G. Gregory Tooker
“Waiting, waiting,” sang Jim Morrison of the Doors, “...waiting for the sun.” That is how so many of us feel these days, as we mark time waiting for the end of the pandemic, yearning to return to life as we once knew it. But most of the globe remains in a state of suspension as progress to achieve herd immunity has been painfully slow. Illogical reluctance to receive proven vaccines plus logistical challenges to deliver the life-saving medicine to third world countries leaves mankind treading water far from shore.
It is indeed a challenge to sustain positive thinking in the face of such frustration. Adding to worries about emerging COVID variants, international conflict, climate change and economic hurdles weigh on the mind. During your writer’s discussions with family, friends and neighbors encountered in recent months, they have shared tools they have employed to distract from worry and negative thinking while negotiating the seemingly endless pandemic gauntlet.
Most often mentioned is outdoor recreation such as running, walking, biking, swimming and other exercise, including yoga. Tai Chi is especially popular among older, less mobile folks. The slow, stretching movement in combination with mind-relieving meditation reduces stress and helps one relax. Gardening is another activity growing in popularity. Community vegetable and flower gardens are popping up in many towns.
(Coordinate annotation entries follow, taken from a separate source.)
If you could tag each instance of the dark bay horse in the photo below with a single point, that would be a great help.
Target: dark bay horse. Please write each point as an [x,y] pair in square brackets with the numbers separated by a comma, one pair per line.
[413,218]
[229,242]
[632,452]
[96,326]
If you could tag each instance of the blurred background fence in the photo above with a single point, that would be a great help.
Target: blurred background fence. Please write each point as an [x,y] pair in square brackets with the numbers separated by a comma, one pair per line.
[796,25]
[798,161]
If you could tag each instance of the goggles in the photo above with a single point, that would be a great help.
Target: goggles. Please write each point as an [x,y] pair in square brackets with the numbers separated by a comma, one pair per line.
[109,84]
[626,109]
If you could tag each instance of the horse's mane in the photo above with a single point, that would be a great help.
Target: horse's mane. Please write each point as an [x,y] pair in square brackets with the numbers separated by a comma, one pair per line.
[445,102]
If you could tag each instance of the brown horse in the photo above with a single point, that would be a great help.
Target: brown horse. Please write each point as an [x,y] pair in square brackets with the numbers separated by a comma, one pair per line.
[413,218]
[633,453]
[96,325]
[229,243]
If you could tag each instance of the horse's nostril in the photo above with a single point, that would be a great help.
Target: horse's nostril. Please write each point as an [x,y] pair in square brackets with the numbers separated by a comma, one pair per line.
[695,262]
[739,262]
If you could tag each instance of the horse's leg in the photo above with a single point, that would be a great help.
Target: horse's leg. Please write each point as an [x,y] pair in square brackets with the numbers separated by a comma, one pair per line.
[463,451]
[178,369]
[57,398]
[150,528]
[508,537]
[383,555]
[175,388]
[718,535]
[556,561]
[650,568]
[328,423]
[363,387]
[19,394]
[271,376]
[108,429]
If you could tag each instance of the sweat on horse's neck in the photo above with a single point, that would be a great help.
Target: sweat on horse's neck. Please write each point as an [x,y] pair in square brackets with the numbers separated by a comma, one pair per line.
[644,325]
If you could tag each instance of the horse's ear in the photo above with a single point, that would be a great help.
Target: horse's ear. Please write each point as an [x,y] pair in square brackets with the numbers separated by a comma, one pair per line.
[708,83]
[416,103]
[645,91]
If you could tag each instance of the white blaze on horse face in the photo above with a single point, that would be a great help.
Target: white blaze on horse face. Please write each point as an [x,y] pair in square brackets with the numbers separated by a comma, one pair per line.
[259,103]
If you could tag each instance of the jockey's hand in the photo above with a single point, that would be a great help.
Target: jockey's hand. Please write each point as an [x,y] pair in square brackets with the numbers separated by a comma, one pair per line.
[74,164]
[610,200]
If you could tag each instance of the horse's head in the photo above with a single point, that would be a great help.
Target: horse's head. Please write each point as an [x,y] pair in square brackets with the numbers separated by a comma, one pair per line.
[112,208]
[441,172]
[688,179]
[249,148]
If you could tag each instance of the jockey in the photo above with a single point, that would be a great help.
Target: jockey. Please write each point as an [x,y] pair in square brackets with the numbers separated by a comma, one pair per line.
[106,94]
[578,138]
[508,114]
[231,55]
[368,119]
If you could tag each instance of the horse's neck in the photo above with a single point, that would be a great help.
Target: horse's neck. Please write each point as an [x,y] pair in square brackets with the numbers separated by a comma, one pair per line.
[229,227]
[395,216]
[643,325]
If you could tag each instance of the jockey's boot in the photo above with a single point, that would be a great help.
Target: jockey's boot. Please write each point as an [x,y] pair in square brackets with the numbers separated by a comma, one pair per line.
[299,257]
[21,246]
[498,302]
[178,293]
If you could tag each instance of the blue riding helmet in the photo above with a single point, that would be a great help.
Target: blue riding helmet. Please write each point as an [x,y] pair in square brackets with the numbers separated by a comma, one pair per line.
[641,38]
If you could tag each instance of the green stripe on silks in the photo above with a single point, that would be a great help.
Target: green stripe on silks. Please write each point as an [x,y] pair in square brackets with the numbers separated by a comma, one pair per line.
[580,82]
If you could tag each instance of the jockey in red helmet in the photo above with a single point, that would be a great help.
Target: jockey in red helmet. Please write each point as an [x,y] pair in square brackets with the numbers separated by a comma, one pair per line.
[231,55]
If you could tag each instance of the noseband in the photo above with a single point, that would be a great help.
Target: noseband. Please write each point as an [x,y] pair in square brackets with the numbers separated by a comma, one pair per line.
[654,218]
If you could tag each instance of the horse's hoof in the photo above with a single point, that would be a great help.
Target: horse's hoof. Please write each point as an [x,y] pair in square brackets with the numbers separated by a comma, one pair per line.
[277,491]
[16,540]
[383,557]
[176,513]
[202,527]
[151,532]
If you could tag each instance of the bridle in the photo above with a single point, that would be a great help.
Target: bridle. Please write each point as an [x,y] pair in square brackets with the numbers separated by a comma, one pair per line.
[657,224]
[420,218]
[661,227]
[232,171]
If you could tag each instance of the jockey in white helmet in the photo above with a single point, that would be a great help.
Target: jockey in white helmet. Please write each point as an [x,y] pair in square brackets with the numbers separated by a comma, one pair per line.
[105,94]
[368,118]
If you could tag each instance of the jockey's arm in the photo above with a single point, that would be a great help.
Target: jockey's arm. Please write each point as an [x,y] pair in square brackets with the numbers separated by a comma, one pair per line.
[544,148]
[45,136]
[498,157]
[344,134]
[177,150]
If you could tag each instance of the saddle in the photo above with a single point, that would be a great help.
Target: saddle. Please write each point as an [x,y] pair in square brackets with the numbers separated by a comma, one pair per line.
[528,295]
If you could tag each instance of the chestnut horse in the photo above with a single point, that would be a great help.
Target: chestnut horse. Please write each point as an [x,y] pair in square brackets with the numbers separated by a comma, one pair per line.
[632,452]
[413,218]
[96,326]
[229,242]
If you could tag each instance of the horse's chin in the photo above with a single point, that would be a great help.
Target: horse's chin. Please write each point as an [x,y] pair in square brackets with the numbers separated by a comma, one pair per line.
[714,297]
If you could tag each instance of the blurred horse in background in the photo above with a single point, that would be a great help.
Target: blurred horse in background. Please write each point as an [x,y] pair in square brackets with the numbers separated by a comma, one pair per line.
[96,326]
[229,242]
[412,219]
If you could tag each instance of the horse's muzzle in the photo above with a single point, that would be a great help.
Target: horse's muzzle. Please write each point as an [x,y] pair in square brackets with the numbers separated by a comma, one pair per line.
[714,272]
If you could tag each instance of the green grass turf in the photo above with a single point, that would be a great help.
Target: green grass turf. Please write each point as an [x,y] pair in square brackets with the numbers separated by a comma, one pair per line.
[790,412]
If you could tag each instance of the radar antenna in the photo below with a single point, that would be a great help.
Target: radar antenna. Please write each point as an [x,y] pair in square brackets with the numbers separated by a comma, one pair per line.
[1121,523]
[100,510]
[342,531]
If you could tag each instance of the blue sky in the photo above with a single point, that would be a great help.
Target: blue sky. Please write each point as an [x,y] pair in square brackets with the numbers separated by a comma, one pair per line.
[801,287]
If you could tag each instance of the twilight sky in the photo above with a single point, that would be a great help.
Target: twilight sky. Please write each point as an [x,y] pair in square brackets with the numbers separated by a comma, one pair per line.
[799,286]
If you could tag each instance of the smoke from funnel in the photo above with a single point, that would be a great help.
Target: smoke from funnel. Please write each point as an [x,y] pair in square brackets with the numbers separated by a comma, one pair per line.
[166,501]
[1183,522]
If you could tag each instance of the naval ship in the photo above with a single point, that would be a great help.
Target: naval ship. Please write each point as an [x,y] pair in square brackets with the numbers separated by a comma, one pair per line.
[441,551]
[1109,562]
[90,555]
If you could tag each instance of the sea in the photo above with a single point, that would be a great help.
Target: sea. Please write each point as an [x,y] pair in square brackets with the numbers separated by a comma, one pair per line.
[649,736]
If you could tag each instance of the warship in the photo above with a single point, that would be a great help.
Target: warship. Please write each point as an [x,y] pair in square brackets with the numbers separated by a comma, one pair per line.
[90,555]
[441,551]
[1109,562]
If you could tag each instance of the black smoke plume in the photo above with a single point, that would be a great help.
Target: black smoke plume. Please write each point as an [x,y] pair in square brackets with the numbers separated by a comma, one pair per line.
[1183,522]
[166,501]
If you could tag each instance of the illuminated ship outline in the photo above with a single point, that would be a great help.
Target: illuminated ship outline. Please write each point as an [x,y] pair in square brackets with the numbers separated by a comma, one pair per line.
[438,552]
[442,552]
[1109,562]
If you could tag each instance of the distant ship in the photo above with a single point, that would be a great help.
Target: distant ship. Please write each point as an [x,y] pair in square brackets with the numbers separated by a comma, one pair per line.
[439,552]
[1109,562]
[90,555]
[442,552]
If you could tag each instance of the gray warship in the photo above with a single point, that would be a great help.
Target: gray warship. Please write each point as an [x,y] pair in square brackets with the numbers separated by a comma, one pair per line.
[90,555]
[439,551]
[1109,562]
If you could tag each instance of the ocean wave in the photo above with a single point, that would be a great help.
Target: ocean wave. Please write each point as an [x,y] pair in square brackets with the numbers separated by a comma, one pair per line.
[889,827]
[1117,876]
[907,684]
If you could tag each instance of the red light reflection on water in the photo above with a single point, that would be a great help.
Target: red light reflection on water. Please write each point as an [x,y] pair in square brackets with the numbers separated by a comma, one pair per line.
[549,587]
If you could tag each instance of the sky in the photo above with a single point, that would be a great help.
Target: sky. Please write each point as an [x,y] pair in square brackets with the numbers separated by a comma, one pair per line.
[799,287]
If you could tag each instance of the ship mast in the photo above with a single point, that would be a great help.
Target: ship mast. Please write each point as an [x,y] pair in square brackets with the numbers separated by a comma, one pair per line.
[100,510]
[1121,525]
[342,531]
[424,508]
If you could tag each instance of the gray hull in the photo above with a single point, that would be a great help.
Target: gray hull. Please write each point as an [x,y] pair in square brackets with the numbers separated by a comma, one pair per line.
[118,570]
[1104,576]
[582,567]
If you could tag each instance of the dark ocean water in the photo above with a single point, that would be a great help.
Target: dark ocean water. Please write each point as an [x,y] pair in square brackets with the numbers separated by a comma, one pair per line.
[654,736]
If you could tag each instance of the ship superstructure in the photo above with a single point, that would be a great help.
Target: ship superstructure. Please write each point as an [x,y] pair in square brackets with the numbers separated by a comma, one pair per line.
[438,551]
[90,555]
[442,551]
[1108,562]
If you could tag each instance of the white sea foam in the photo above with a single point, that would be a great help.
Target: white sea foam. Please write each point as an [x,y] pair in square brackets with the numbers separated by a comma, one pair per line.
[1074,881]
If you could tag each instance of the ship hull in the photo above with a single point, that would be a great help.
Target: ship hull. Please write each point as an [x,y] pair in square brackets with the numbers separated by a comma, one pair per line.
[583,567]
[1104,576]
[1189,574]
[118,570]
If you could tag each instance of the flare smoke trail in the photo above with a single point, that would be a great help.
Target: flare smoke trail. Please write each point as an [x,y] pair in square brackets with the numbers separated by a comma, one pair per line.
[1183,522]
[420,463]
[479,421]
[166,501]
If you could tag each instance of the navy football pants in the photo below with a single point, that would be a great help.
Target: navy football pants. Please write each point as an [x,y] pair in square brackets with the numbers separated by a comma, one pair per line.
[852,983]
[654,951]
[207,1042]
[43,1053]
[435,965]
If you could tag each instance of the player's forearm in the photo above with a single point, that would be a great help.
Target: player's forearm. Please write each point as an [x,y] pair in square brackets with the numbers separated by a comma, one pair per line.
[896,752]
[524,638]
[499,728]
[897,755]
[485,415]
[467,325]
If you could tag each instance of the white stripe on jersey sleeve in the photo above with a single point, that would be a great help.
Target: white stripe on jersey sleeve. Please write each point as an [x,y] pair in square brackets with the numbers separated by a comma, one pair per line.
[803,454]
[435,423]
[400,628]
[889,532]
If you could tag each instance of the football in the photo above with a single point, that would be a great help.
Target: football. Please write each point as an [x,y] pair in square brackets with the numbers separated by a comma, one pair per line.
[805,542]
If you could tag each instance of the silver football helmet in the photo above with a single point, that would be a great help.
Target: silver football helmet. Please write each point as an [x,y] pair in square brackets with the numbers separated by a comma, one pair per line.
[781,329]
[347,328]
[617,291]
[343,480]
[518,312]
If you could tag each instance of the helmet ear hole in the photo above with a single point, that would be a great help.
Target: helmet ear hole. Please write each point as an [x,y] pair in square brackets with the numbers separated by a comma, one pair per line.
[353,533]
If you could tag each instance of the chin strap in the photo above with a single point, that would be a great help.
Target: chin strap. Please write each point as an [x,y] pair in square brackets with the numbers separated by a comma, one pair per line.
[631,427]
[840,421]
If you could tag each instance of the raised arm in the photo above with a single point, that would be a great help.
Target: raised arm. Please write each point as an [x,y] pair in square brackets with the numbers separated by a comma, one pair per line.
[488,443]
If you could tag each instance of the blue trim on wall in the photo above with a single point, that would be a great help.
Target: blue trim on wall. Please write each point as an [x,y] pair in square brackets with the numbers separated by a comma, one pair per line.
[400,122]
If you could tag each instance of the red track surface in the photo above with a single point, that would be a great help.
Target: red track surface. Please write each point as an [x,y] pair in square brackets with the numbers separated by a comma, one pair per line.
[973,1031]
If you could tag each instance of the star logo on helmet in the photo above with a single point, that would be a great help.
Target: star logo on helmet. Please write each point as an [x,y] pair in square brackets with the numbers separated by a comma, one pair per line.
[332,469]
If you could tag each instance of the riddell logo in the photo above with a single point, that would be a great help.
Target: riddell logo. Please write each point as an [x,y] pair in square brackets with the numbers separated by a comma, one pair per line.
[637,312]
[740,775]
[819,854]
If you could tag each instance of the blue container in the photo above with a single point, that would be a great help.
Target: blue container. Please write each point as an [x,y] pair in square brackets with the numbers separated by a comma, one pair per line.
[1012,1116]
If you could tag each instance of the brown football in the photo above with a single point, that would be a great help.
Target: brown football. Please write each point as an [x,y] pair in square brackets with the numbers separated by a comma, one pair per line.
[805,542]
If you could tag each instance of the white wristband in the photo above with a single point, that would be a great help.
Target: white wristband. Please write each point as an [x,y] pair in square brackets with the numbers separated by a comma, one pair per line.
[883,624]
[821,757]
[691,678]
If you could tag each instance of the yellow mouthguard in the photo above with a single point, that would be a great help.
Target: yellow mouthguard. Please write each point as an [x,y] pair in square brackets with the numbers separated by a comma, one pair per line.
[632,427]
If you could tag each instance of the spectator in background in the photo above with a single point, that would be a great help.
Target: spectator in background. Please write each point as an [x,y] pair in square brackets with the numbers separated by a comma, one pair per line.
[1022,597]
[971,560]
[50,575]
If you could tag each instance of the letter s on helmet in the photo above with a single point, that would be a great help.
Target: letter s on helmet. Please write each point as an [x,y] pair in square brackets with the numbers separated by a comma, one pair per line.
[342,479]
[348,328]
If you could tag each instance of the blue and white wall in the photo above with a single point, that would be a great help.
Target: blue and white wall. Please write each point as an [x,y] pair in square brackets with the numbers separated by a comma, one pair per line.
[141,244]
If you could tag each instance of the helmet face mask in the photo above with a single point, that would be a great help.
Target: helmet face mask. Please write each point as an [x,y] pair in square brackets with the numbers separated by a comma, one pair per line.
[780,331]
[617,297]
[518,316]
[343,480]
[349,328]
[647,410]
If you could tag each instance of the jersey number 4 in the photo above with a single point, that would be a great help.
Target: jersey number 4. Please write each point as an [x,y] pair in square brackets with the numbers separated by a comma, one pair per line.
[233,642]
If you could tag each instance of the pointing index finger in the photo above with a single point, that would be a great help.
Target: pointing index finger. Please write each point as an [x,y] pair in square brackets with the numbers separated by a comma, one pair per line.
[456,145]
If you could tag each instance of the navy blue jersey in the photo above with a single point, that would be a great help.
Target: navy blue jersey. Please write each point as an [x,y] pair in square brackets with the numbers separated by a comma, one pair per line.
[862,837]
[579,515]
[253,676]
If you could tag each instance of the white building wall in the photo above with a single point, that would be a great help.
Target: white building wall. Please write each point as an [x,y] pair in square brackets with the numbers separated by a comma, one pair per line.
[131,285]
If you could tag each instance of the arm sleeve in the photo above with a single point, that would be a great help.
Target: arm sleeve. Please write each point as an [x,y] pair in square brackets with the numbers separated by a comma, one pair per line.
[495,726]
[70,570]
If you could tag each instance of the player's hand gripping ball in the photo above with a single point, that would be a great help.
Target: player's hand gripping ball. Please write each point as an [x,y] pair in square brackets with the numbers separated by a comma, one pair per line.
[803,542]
Lest we not forget another most effective pandemic diversion, conduct a quick experiment on yourself. Honestly tally the number of hours you spend a day/week on your smart phone. Divide that number by 2 and re-channel the calculated time to relaxation with a good book. Americans have gotten away from the reading habit, with spoon-fed entertainment easily available at the push of a button or voice command. We need to rediscover the joy of recreational reading.
Bottom line, there are many healthy activities that will get your mind off the marathon newscasts and social media posts that breed pessimism and create depression. Find one that appeals to you and make it a daily habit. An hour or two spent in a quieter environment, enjoying nature and fresh air can magically restore one’s sense of purpose and optimism.